This study investigates how virtual objects in mixed reality (MR) can implicitly guide spontaneous, co-located group coordination without explicit instructions. We propose “perceptual nudging”: a mechanism that dynamically modulates virtual objects’ physical properties—such as mass, elasticity, and force fields—to induce open-ended, embodied collaboration through ambiguity and real-time configurability. Implemented on our custom MR platform GravField—which integrates head-mounted displays, a parametric digital physics engine, and enhanced audiovisual feedback—the system enables on-site “object jockeys” to reconfigure virtual structures and inter-object relationships in situ. Empirical evaluation demonstrates that perceptual nudging effectively fosters interbodily coordination; trajectory analysis, video ethnography, and participant interviews jointly confirm that dynamic perceptual cues sustain continuous, self-organized collective movement. Our core contribution is the articulation and empirical validation of a de-orchestrated, perception-driven paradigm for MR group interaction.

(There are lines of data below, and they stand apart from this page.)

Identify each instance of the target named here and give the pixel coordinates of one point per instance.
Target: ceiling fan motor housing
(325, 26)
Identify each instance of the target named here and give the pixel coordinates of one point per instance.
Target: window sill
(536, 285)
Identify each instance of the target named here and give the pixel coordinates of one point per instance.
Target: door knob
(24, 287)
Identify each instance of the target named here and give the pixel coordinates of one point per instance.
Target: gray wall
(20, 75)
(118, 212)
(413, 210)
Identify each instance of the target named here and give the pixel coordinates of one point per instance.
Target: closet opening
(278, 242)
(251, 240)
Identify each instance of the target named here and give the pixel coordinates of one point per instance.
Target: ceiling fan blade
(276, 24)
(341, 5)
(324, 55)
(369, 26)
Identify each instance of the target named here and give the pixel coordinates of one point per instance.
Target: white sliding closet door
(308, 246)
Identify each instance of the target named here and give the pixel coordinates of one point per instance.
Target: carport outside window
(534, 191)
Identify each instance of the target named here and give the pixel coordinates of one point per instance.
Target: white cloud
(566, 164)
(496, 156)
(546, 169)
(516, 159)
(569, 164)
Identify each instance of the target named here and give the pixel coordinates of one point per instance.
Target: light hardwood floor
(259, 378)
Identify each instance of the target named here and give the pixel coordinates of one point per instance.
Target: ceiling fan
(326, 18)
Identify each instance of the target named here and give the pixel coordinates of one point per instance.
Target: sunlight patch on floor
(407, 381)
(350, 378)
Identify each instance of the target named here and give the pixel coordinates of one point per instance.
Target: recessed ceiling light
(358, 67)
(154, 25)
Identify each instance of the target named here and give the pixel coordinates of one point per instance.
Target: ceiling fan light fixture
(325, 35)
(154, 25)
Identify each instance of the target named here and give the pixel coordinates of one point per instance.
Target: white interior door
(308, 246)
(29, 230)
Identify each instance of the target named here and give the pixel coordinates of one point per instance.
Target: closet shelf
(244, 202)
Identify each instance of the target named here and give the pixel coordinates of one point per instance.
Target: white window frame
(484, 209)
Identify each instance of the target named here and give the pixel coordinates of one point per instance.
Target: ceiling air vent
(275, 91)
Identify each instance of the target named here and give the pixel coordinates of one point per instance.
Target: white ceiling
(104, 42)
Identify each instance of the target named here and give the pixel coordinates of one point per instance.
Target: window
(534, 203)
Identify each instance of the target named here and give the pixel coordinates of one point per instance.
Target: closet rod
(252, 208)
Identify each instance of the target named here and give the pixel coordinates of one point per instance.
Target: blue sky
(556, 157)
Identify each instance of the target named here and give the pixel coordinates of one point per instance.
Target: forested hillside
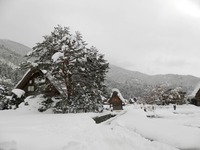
(135, 84)
(11, 55)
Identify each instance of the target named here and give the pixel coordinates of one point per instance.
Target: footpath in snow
(129, 130)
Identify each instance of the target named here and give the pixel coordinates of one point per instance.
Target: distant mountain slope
(12, 52)
(133, 83)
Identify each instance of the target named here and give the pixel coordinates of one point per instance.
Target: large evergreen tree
(81, 69)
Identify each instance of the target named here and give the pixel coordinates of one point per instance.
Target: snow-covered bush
(81, 69)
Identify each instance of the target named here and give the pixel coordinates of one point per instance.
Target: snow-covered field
(23, 129)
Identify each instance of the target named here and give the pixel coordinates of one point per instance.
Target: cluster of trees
(8, 75)
(162, 95)
(82, 70)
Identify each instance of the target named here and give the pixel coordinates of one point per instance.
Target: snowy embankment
(131, 129)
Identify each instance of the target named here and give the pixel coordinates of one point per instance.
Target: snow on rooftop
(131, 130)
(118, 93)
(57, 56)
(18, 92)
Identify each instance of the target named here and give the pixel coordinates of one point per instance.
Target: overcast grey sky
(150, 36)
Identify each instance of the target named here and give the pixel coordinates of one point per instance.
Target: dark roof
(58, 84)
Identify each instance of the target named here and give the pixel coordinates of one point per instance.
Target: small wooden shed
(34, 78)
(116, 100)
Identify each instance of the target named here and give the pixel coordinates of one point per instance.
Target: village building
(37, 81)
(116, 100)
(196, 100)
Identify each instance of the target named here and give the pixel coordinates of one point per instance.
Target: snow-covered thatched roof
(58, 84)
(118, 94)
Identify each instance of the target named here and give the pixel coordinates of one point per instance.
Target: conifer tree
(81, 69)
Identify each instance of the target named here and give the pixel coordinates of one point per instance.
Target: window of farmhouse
(30, 88)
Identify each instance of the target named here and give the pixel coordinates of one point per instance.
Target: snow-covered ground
(23, 129)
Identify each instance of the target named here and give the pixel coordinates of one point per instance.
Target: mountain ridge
(130, 83)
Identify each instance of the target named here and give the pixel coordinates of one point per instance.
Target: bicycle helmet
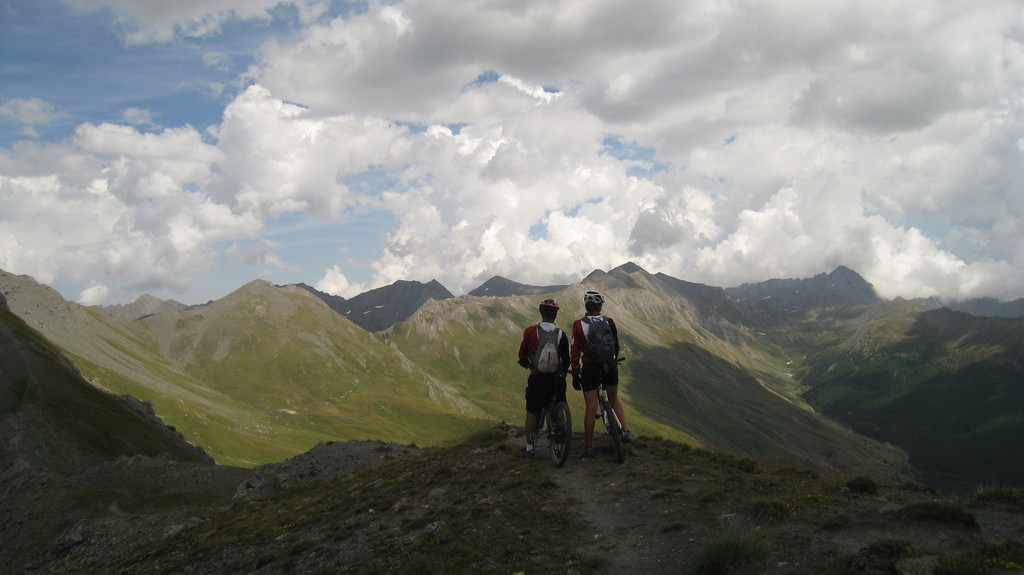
(549, 305)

Mixed Reality (MR) experiences increasingly explore how virtual elements can shape physical behaviour, yet how MR objects guide group movement remains underexplored. We address this gap by examining how virtual objects can nudge collective, co-located movement without relying on explicit instructions or choreography. We developed GravField, a co-located MR performance system where an "object jockey" live-configures virtual objects, springs, ropes, magnets, with real-time, parameterised "digital physics" (e.g., weight, elasticity, force) to influence the movement of headset-wearing participants. These properties were made perceptible through augmented visual and audio feedback, creating dynamic cognitive-somatic cues. Our analysis of the performances, based on video, interviews, soma trajectories, and field notes, indicates that these live nudges support emergent intercorporeal coordination and that ambiguity and real-time configuration sustain open-ended, exploratory engagement. Ultimately, our work offers empirical insights and design principles for MR systems that can guide group movement through embodied, felt dynamics.